While all the colonies were subject to taxes, the people in Massachusetts proved particularly troublesome to the King’s wishes. So let’s shift from Fort Necessity to Boston. I stopped by Faneuil Hall on a hot August day and stood in line with several hundred people. I asked the man in front of me if this was the right line for the visitor’s center and he shook his head: “No I’m taking the oath.” On Thursdays, naturalization ceremonies occurred at the Great Hall of Faneuil Hall.  I congratulated him and slipped into the ground floor and the NPS welcome center.

I got on a tour of part of the Freedom Trail led by Ranger Bill Casey. He said that Faneuil Hall has protected the rights of Englishman since 1742. These rights—to vote, to assemble, and to debate—were threatened by the new efforts of the Crown. Bill asked us to complete James Otis’s declaration in Faneuil Hall, “Taxation without representation is … tyranny.” The colonists had no representatives in Parliament since the Lords did not want to share their power with the provincials.

A particularly odious tax on the colonies was the Stamp Act of 1765. It required revenue stamps on newspapers and most printed material, even playing cards. Thus, the Stamp Act angered the influential people who shaped public opinion—the newspaper editors, lawyers, and tavern owners. As a result, open acts of rebellion flared, including the sacking of the Bostonian homes of the Lt. Gov. Thomas Hutchinson and his brother-in-law Andrew Oliver, a stamp act commissioner. In response in 1768, the British sent troops to Boston to quell the growing rebellion, which the Bostonians had to house.


The stamp required for all printed materials from the act of 1765.

On March 5, 1770, a lone British sentry marched between his barracks and the customs’ house across the street.
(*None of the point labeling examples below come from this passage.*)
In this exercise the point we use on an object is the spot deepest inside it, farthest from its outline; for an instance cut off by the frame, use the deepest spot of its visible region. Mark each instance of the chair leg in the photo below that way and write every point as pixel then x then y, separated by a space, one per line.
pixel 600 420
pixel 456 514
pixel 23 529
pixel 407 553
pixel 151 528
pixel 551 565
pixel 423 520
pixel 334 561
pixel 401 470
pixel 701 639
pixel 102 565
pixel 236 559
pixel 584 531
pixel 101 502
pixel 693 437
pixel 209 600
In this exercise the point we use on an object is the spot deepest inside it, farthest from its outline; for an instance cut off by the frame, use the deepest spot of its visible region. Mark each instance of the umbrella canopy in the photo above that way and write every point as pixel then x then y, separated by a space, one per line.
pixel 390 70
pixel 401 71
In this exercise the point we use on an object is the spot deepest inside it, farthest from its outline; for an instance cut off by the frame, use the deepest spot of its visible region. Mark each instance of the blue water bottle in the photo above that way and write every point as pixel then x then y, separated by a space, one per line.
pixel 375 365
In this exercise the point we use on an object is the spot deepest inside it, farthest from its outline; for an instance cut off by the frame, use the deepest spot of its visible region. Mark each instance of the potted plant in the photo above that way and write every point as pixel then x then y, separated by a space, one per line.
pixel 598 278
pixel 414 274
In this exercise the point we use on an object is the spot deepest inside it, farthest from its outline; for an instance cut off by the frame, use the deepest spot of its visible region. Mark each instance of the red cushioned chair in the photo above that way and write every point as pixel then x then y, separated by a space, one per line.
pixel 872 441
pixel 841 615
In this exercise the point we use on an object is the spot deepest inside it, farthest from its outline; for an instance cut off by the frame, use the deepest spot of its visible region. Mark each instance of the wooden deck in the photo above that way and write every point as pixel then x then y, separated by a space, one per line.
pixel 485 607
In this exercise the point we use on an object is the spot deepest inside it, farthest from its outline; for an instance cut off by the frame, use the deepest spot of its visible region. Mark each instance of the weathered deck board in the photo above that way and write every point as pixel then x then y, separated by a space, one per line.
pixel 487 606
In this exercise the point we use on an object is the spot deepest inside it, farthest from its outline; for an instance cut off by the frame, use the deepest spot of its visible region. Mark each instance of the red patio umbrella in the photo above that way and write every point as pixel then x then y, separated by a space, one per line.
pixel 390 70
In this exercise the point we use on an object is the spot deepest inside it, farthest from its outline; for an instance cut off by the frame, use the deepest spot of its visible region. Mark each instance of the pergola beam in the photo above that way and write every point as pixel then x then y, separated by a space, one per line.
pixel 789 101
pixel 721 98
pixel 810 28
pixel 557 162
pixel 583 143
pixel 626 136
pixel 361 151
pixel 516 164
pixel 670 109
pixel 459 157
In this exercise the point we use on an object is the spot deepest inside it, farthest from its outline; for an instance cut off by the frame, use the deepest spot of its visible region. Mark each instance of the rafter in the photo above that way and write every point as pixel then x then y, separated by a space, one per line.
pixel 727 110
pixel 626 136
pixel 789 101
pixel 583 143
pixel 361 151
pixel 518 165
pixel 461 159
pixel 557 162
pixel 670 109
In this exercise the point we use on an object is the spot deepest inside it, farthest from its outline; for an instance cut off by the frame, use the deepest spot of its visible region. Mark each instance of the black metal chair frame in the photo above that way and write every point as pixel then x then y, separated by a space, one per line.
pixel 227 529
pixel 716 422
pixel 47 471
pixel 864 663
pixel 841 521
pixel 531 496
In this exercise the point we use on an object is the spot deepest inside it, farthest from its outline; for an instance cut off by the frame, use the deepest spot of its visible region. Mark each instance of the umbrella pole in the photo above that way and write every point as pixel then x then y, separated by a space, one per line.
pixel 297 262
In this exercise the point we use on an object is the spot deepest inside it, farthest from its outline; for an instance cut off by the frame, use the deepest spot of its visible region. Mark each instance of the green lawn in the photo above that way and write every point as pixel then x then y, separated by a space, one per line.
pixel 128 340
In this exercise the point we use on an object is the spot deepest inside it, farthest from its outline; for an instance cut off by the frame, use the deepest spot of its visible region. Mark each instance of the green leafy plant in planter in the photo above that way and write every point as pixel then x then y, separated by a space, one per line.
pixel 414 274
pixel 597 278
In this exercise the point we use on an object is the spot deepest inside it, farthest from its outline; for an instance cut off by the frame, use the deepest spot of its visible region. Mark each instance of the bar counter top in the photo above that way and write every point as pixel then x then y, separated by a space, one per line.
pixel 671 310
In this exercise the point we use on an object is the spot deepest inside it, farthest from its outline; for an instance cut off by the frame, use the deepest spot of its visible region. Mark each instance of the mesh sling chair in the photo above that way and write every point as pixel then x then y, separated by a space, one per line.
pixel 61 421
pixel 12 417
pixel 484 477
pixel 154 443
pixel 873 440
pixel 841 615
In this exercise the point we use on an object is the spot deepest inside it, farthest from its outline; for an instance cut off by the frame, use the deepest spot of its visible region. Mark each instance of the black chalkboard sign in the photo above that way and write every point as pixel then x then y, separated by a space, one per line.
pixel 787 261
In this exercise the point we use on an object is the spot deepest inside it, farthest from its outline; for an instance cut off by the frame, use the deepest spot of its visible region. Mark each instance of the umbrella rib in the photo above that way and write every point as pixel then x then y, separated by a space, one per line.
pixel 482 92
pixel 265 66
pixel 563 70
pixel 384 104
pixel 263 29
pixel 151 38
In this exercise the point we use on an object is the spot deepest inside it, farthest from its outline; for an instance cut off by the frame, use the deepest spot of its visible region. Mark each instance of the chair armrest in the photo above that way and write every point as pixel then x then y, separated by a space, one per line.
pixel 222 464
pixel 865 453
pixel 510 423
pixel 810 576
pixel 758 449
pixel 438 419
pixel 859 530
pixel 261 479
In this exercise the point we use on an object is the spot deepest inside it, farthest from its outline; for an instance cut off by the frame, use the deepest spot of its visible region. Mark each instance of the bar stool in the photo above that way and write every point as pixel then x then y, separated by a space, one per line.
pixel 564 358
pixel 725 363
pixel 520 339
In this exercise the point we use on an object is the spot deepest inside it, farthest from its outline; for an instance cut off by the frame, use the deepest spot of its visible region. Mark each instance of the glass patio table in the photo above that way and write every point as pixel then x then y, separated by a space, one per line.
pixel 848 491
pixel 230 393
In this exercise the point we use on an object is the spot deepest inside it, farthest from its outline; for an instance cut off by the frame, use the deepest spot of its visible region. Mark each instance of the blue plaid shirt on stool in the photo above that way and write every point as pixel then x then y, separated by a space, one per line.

He cried out as a group of youths pelted him with snowballs and rocks. Soldiers poured out of the nearby barracks and tussled with the gathering crowd. A British solder fired, then more shots rang out, killing five and wounding another eight. Ironically, one of the first persons killed in the fight for freedom was Crispus Attucks, a runaway slave who worked on the ships in the harbor. Future president John Adams defended the British soldiers charged with murder since he felt that without a fair trial, rule by mob threatened justice. Of the ten British soldiers, two were convicted of manslaughter, the rest were absolved. Nonetheless, the Boston Massacre escalated the conflict.

Ranger Bill ended our walking tour in front of the Old South Meeting House, the biggest building in North America in the 18th century. It could hold 4,000 to 5,000 people. At this Congregationalist Church, on December 16, 1773, Samuel Adams launched the Boston Tea Party. A group of men disguised as Mohawk Indians stormed three ships in the Boston harbor and dumped 342 chests of tea into the frigid waters to protest the taxes.  Parliament punished Boston with the Coercive Acts, aka the Intolerable Acts, which closed the port until the equivalent of over $1,000,000 in today’s dollars was paid for the tea. Only the governor, Gen. Thomas Gage, could approve public assemblies. The British military now ruled Massachusetts. Discontent grew in Boston and other cities in the colonies.

In next week’s blog, we will return to Boston and the shot heard ‘round the world and then follow the war at other NPS and historic sites. Also on August 25, the National Park Service turns 100. Please celebrate it by going to a park, remembering past park trips, and letting your family, friends, and elected representatives know what our parks mean to you. Party with your parks!


Fort Necessity was designated a National Battlefield Site on March 4, 1931 and a National Battlefield in 1961. Boston National Historical Park was created on October 1, 1974.